There are two holdovers to consider with handguns at distance.

The first is compensating for gravity and the arcing trajectory of the bullet. Most pistol projectiles shoot flatter than you can hold out to about 60 or 70 yards, but beyond 80 bullet drop becomes noticeable. You can easily look up ballistics charts that will list drop for your load, barrel length, and chosen zero distance (say, 25 yards). For 9x19mm or .40, it’s usually 7 to 12 inches below sightline at 100 yards. With .40, leveling the top of your front sight with the target’s shoulders at 100 yards should drop your pistol bullets into the bad guy’s boiler room. With 9mm, aim upper center of mass.

The other type of holdover is Kentucky windage. By that, I do not mean compensating for wind. A crosswind will push fat, slow moving pistol bullets slightly left or right, but not enough to matter when using a handgun defensively at 100 yards.

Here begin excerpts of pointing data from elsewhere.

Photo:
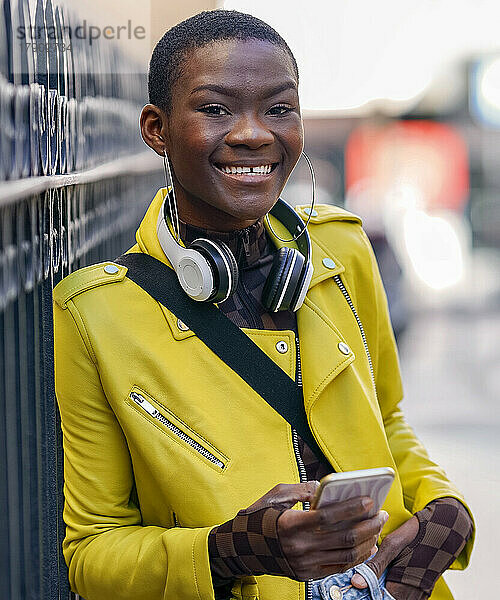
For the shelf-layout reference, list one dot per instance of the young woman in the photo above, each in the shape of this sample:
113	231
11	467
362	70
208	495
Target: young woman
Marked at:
181	482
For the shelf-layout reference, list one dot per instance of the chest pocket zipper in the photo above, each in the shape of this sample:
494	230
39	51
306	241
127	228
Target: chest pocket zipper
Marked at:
146	407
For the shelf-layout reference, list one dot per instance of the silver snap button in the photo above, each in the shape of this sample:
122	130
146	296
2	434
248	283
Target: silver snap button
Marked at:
344	348
336	593
111	269
182	326
308	211
282	347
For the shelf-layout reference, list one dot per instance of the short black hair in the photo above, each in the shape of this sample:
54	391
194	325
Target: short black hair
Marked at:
165	66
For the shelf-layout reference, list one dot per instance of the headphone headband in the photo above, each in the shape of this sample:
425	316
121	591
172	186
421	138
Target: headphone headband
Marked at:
207	270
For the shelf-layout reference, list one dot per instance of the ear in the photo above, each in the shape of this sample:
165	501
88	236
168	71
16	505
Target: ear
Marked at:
154	128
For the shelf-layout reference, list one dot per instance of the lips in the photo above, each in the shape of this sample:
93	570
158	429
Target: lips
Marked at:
240	170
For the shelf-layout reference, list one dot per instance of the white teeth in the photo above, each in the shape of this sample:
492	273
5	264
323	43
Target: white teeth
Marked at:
259	170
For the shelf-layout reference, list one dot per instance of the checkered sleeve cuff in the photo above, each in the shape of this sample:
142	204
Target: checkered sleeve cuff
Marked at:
445	527
247	545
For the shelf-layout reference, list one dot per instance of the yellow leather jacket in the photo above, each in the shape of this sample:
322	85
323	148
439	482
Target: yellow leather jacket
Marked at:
142	493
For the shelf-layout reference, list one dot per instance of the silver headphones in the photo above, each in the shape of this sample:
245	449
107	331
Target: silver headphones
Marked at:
208	271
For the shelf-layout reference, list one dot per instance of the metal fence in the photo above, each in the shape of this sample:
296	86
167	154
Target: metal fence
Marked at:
63	204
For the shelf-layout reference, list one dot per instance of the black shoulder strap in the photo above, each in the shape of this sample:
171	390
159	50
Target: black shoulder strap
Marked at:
225	339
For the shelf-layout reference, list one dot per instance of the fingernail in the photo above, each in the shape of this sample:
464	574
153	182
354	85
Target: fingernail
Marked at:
367	502
358	581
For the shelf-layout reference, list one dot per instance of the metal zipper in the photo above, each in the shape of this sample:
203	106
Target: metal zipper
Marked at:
300	462
345	293
147	407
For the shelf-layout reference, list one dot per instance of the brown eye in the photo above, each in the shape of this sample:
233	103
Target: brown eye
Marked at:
215	110
280	110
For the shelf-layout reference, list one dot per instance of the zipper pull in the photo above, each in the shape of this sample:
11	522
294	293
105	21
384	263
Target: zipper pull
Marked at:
143	403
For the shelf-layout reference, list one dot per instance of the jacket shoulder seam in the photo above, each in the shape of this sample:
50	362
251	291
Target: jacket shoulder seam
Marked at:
85	279
324	213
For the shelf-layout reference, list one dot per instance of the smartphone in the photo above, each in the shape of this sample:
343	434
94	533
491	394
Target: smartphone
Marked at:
336	487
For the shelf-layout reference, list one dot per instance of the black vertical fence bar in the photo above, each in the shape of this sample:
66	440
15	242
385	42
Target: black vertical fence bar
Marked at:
75	179
43	237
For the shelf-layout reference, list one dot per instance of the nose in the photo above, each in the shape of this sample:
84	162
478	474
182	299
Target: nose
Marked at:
248	130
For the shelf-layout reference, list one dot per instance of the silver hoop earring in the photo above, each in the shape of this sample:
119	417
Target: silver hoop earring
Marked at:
313	180
172	201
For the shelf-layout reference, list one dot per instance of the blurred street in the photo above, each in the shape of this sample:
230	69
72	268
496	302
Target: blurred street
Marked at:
450	360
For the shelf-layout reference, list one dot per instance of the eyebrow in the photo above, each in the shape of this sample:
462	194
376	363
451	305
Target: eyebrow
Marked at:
236	92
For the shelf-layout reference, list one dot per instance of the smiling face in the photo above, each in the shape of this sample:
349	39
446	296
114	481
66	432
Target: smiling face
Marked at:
234	132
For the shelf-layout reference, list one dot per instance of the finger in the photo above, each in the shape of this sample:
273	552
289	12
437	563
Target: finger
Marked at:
286	494
351	536
342	516
334	561
386	554
330	516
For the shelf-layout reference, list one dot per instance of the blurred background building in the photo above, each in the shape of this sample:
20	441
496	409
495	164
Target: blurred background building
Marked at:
401	100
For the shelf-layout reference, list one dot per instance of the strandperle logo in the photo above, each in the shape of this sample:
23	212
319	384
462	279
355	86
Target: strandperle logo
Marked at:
84	31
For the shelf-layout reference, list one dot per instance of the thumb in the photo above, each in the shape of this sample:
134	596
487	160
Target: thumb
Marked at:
378	563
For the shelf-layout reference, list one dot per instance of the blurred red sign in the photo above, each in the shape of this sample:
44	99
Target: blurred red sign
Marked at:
429	157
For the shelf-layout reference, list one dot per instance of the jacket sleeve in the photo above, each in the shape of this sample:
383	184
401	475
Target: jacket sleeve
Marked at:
421	478
110	554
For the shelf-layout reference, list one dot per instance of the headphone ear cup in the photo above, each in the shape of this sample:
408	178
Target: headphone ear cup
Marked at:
223	265
275	281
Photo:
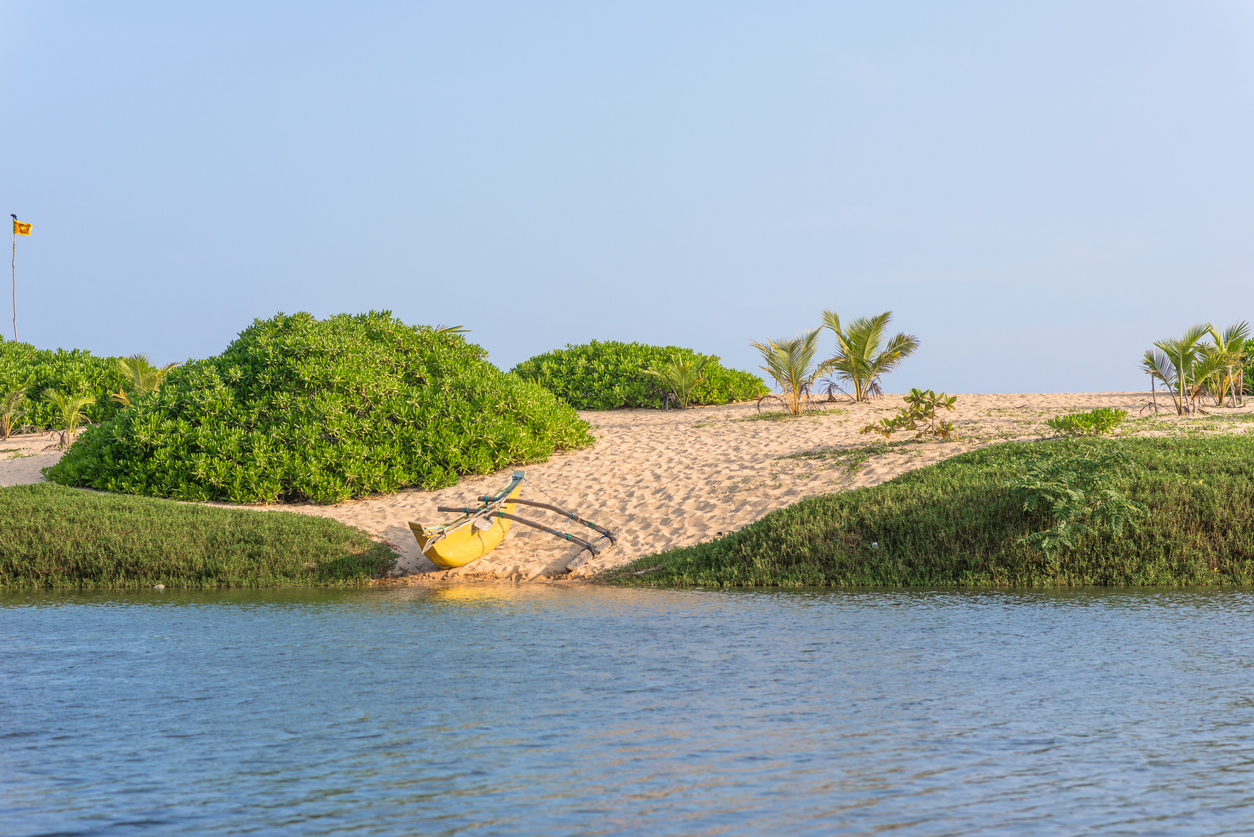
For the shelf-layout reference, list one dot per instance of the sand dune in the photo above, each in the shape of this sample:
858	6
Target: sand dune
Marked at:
674	478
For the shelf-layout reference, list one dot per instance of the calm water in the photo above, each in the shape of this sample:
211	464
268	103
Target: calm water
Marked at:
502	710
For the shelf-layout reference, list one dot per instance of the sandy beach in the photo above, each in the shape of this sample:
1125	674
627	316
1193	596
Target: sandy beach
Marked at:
674	478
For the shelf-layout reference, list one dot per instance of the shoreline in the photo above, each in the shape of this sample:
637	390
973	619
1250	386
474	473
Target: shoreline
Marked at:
671	478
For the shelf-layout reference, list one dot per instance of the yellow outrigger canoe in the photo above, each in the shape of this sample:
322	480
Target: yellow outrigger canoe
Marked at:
480	528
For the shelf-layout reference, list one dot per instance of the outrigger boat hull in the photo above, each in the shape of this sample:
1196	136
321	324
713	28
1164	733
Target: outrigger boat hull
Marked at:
480	528
468	543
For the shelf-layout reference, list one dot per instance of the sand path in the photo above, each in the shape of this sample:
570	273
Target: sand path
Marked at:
674	478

In this context, Kentucky windage means that your sights may be slightly off. It may not even be noticeable at 15 yards but will be magnified at 100. If you are consistently hitting, say, a foot left of the target at long range, you need to aim that same distance (in this case, one foot off the target) in the opposite direction (right). Same goes for hitting higher or lower than you want to. With a dirt berm behind the target, you can get feedback from where the berm is hit. Bystanders may see impacts more clearly than the shooter. Don’t ask your RSO (range safety officer); if the RSO is doing their job, they’re looking at the shooter, not downrange.

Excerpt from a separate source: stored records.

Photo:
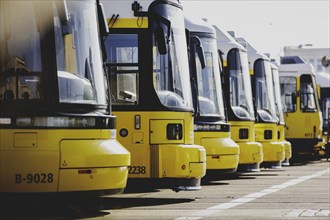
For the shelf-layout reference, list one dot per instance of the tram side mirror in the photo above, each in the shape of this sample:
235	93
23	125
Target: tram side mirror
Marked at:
103	25
201	55
161	40
187	37
294	98
62	11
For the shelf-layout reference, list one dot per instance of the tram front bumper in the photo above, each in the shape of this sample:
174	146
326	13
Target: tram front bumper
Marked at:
182	161
250	153
222	153
273	151
87	165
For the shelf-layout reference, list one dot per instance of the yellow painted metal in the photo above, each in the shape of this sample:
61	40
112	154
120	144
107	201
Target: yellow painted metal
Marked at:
281	139
140	22
301	124
153	156
251	152
62	160
273	150
221	151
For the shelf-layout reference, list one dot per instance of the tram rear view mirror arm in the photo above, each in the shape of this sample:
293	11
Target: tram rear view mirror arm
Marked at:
103	25
64	17
200	51
161	40
62	11
294	98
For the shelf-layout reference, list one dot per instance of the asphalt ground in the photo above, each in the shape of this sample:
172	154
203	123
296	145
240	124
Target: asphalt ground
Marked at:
301	192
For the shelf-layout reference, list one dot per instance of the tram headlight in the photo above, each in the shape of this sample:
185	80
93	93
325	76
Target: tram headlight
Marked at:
212	127
174	131
268	134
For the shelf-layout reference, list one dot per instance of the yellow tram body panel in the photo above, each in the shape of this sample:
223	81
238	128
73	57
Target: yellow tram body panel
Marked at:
281	139
153	155
222	153
266	134
251	152
64	160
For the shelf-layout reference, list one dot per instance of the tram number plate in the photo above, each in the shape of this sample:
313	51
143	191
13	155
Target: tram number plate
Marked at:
137	170
34	178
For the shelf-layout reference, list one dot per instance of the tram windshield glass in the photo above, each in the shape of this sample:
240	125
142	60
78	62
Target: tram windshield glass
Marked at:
277	92
79	62
265	101
288	93
210	99
24	39
170	58
307	94
325	112
240	85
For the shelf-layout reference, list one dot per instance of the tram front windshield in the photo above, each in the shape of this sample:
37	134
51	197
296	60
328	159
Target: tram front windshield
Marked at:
210	99
27	68
277	93
264	91
171	69
240	85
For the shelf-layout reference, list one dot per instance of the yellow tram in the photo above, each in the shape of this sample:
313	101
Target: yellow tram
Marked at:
148	68
211	128
57	133
264	102
238	98
303	116
280	116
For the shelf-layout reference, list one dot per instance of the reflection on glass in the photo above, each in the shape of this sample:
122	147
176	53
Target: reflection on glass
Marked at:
171	70
210	99
264	91
20	56
288	86
307	97
122	55
78	57
325	112
240	85
277	93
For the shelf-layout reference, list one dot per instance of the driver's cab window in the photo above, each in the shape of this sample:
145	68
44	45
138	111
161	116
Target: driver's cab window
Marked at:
20	56
288	85
307	94
122	64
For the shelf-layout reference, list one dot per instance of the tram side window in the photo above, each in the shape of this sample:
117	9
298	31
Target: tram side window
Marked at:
288	86
122	63
20	56
307	94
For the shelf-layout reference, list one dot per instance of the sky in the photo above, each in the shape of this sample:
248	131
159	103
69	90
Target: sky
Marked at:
268	25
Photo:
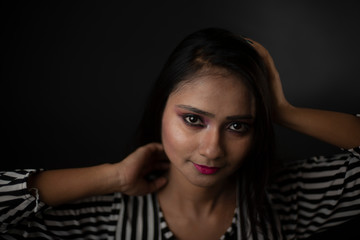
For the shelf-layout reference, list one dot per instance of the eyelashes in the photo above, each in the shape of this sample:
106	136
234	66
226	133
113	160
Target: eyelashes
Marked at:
197	121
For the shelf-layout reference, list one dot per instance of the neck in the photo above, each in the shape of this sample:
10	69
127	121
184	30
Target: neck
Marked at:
197	200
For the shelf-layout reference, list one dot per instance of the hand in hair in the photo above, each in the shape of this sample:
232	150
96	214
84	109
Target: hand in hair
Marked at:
339	129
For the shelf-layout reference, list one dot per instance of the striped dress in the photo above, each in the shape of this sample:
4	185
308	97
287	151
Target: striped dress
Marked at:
309	196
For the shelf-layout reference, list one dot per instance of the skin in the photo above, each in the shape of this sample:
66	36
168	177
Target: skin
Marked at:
208	121
189	200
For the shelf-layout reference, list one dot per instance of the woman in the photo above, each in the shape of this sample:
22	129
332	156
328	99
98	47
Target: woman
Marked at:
211	114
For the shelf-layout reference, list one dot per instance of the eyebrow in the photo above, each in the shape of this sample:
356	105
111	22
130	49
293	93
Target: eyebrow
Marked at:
211	115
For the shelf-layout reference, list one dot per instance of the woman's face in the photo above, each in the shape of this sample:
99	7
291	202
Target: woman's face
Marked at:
207	128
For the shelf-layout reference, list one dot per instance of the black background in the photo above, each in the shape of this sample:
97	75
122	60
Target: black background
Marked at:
75	75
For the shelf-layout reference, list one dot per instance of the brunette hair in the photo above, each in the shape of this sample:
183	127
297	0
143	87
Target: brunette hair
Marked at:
222	49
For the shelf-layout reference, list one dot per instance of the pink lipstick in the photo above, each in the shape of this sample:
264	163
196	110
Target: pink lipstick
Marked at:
205	169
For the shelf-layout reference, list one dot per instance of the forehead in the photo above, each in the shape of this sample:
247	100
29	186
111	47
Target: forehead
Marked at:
218	93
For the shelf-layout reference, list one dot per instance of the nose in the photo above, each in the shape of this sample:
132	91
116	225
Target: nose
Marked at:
211	146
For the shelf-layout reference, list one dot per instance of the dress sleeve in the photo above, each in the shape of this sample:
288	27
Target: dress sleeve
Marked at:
17	202
312	195
23	215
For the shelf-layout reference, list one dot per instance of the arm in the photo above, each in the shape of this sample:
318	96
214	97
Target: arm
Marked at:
57	187
339	129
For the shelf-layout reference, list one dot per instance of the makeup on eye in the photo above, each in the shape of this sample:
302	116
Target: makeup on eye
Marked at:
236	126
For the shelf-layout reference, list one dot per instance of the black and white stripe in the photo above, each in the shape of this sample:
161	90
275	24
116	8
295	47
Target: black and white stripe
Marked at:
316	194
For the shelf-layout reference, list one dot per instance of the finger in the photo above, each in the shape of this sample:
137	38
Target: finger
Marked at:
156	184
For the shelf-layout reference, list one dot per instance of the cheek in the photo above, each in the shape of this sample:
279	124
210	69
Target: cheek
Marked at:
176	143
240	150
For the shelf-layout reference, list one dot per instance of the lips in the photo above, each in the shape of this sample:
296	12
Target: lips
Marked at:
205	169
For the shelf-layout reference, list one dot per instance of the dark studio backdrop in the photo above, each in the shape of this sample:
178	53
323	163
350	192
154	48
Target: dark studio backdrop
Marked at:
75	76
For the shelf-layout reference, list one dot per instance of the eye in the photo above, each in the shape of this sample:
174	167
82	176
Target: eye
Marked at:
239	127
193	120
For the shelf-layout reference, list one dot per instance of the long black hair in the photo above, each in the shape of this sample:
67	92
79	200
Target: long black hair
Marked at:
222	49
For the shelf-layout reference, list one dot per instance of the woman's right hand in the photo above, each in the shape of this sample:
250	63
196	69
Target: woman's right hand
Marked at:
134	170
129	176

About where Sgt Johnson was standing when he returned fire. I believe he braced his wrist on that pillar.

It was after 2 am, so the streets of Austin were mostly empty. A backstop (rising ground) was directly behind the assailant, but there was an overpass and a building on top of the rise behind that. Johnson would not have taken a hundred-yard shot in a city if he didn’t have a clear line of fire, and didn’t know he could pull it off. You should not either.

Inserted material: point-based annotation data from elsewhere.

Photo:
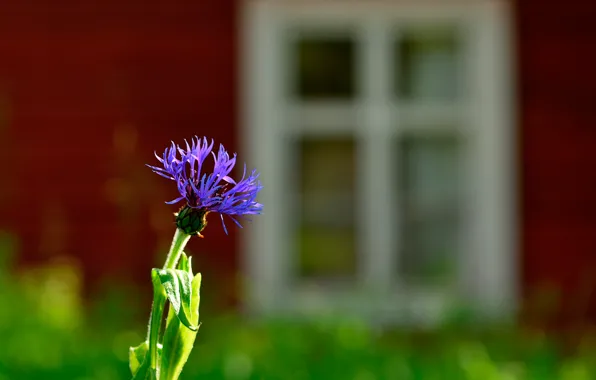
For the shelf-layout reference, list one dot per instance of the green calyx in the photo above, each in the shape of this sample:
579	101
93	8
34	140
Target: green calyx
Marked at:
191	221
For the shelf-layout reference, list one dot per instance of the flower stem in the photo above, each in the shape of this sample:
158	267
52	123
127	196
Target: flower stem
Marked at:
178	243
159	298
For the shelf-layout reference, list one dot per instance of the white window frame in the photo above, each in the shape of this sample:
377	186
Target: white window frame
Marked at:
488	272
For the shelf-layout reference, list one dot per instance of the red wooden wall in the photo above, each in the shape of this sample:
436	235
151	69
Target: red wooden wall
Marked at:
88	90
557	82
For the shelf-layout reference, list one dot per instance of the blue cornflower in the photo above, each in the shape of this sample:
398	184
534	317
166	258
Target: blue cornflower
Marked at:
206	192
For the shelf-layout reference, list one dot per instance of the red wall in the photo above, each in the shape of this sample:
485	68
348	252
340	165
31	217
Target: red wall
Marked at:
91	89
557	79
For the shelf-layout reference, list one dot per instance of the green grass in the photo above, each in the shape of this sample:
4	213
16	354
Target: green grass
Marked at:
46	332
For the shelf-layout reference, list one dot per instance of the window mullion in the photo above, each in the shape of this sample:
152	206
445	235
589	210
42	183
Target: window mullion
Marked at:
377	255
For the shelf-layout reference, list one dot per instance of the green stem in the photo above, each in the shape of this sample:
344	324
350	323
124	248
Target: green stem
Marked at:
159	300
178	243
159	297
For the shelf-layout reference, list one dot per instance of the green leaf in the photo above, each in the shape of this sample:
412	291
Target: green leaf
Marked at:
178	288
136	356
184	263
140	362
178	340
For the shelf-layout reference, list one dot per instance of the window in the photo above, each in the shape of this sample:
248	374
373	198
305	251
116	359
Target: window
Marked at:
384	136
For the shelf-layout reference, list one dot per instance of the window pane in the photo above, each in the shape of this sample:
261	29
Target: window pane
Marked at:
430	205
325	68
326	238
428	65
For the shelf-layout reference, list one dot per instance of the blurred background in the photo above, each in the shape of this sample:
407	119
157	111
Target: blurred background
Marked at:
430	207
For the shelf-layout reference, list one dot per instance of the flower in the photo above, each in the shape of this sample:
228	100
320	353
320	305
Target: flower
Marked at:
207	192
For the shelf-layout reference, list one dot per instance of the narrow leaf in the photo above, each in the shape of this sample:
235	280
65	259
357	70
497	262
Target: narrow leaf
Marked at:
177	285
136	356
178	340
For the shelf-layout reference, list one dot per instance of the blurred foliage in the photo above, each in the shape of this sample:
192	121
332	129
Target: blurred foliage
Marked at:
48	332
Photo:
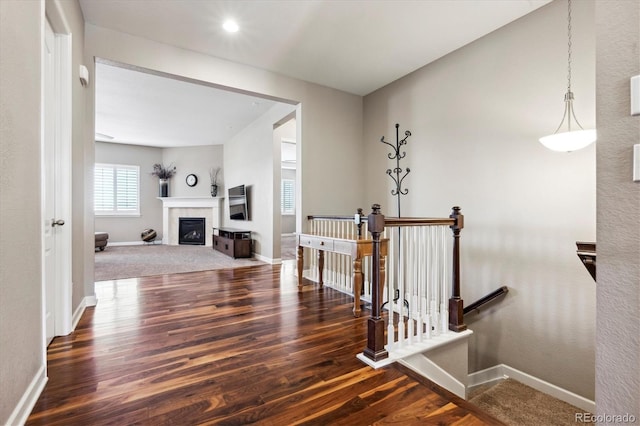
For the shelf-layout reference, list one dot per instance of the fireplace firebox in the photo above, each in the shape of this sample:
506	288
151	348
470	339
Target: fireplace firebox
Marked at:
191	230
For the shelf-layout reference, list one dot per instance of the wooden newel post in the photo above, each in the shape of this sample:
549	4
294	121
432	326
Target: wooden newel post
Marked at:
456	306
375	326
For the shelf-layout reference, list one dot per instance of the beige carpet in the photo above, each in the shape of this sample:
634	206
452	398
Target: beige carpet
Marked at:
520	405
288	247
118	262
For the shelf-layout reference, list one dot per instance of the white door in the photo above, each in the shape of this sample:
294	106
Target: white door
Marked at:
56	184
48	186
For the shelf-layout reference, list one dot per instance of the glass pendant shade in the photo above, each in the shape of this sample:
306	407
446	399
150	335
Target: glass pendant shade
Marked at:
569	140
575	137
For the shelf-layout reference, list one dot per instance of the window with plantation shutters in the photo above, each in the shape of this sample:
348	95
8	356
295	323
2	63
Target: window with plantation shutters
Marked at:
287	196
116	190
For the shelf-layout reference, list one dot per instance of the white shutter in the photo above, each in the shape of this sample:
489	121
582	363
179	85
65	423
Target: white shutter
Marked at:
287	196
117	189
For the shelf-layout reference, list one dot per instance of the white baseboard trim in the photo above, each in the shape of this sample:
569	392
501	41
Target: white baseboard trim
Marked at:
267	259
21	412
77	314
127	243
502	371
432	371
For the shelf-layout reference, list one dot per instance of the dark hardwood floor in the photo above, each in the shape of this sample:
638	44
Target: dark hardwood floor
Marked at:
233	347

Jeff Gonzales says the best bullet trap is your assailant. Don’t shoot if you don’t have a reasonable chance of putting your bullets into the bad guy(s). That mostly depends on your skill. If the distance is beyond your ability with the weapon in your hands, you should seek cover and call 911 instead of adding more stray bullets to an already dangerous mix.

A quality handgun is capable of hitting a stationary steel silhouette, or even a bowling pin, at 100 yards. Can you? In daylight, with all the time in the world? When the target is not trying to kill you, your friends, or strangers? Adam Johnson hit at 100, with one shot, at night, under life-or-death pressure–while holding two frightened horses.

Johnson believes God guided his bullet. I too am a man of faith, but I’m guessing God chose him because Johnson had practiced for the task at hand. When destiny, dharma, or dumb luck puts you in the wrong place at the wrong time, make sure you are already the right person for the job.